1. Since the District Court held § 349(a)(10) unconstitutional, this appeal is properly before this Court under 28 U.S.C. § 1252. P. 370, n. 4.
2. A person outside the United States who has been denied a right of citizenship is not confined to the procedures prescribed by § 360(b) and (c) of the Immigration and Nationality Act of 1952, and the remedy pursued in the present case under the Administrative Procedure Act and the Declaratory Judgment Act was an appropriate one. Pp. 370-380.
3. With respect to the other issues presented by this appeal, the case is set for reargument during the October Term, 1962. P. 380.
Reported below: 187 F.Supp. 683.
STEWART, J., lead opinion
MR. JUSTICE STEWART delivered the opinion of the Court.
Section 349(a)(10) of the Immigration and Nationality Act of 1952 provides:
From and after the effective date of this Act, a person who is a national of the United States whether by birth or naturalization, shall lose his nationality by --
* * * *
(10) departing from or remaining outside of the jurisdiction of the United States in time of war or during a period declared by the President to be a period of national emergency for the purpose of evading or avoiding training and service in the military, air, or naval forces of the United States.
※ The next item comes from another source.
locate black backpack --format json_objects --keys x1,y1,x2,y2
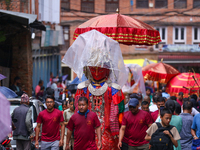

For the purposes of this paragraph, failure to comply with any provision of any compulsory service laws of the United States shall raise the presumption that the departure from or absence from the United States was for the purpose of evading or avoiding training and service in the military, air, or naval forces of the United States.1
The appellee, Joseph Cort, is a physician and research physiologist. He was born in Massachusetts in 1927. In May of 1951, he registered with his Selective Service Board under the so-called "Doctors' Draft Act."2 A few days later, he left the United States for Cambridge, [82 S.Ct. 789] England. In 1953, while still in England, he was repeatedly notified by his draft board to report for a physical examination either in the United States or at an examining facility in Europe. He disregarded these communications and, in September of 1953, his draft board ordered him to report to Brookline, Massachusetts, for induction into the Armed Forces. He failed to report as directed, and remained in England. In 1954, an indictment charging him with draft evasion was returned in the United States District Court for the District of Massachusetts. Earlier that year, after the British Home Office had refused to renew his residence permit, Cort had gone to Prague, Czechoslovakia. He has been there ever since.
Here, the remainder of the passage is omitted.